Dose reduction was common (81%) throughout the evaluation of both groups, despite the carcinoid group being less heavily medicated prior to the start of the study.
Cabozantinib was administration over a 28-day cycle, and patients were re-staged after every 2 cycles for the first 6 cycles, followed by every 3 cycles. Patients with pancreatic NETs completed a median of 10 cycles of treatment (range, 0-35), while patients with carcinoid NETs completed a median of 8 cycles (range, 0-44).
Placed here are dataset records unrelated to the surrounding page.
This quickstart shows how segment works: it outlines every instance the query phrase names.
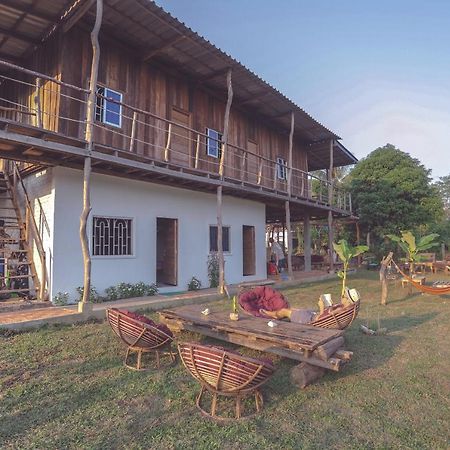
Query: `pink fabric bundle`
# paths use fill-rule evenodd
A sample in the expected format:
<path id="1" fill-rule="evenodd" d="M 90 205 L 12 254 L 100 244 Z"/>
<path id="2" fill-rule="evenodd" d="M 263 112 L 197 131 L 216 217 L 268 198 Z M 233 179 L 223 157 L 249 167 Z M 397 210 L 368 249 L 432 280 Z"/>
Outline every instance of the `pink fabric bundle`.
<path id="1" fill-rule="evenodd" d="M 269 286 L 258 286 L 251 291 L 244 292 L 239 296 L 239 305 L 255 317 L 268 318 L 260 312 L 261 309 L 267 311 L 278 311 L 282 308 L 289 308 L 289 303 L 284 296 Z"/>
Among the enrolled patients in the study, both those with pancreatic NETs and carcinoid tumors, the agent produced an ORR of 15% (95% CI, 5%-36%) in each group, all of which were partial responses. Data were analyzed in July of 2016 with a median follow-up time of 23.3 months, that demonstrated that median PFS was 21.8 months (95% CI, 8.5-32.0) in patients with pancreatic NETs and 31.4 months (95% CI, 8.5-not reached) in patients with carcinoid tumors.
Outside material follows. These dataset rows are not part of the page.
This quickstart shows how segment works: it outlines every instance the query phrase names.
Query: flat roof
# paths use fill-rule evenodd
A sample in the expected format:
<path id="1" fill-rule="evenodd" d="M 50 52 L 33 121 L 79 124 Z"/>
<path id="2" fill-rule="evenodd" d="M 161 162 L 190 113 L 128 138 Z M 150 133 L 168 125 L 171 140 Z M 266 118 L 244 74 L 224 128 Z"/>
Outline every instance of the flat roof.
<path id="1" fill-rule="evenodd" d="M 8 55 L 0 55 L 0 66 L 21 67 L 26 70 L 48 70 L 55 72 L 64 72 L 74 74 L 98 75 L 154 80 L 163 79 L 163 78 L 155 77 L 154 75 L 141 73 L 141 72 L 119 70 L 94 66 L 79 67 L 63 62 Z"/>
When evaluating patients at follow-up, 15 of 20 patients with pancreatic NETs had stable disease with several experiencing a reduction in tumor size. In patients with carcinoid NETs, 26 had stable disease and 2 had progressive disease. Among grade 3/4 adverse events (AEs) experienced by the study’s subjects, hypertension (13%), hypophosphatemia (11%), and diarrhea (10%) were the most common. Patients discontinued from treatment due to cabozantinib due to progression/death in 54%, withdrawal of consent or investigator decision in 28%, and AEs in 21%.
While these results are promising, Chan stressed the need to confirm the activity of cabozantinib in a phase III setting.
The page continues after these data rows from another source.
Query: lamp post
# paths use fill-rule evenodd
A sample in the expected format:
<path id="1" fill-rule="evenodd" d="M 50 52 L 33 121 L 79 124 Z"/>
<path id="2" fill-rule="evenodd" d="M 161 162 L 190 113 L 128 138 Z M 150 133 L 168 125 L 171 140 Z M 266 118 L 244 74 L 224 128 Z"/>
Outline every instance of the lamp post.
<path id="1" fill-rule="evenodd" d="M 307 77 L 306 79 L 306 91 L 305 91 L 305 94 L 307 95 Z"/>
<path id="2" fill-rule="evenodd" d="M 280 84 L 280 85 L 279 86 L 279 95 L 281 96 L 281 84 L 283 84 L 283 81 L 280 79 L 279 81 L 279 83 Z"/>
“There are certainly limitations in interpreting progression-free survival durations in a relatively small single-arm phase II study,” said Chan, “but the results do look encouraging within the context of what’s been reported in prior studies of targeted therapy for neuroendocrine tumors. It will be important to confirm the activity of cabozantinib in a randomized phase III trial setting.”
The Dana-Farber Cancer Institute is currently in the final stages of planning a phase III randomized trial for the Alliance Cooperative Group of cabozantinib versus placebo in patients with advanced NETs after progression on everolimus (Afinitor).
Chan F, Fairs J, Murphy J, et al. Phase II trial of cabozantinib in patients with carcinoid and pancreatic neuroendocrine tumors. Presented at: 10th Annual NANETS Symposium; October 19-21, 2017; Philadelphia, PA. Abstract 290.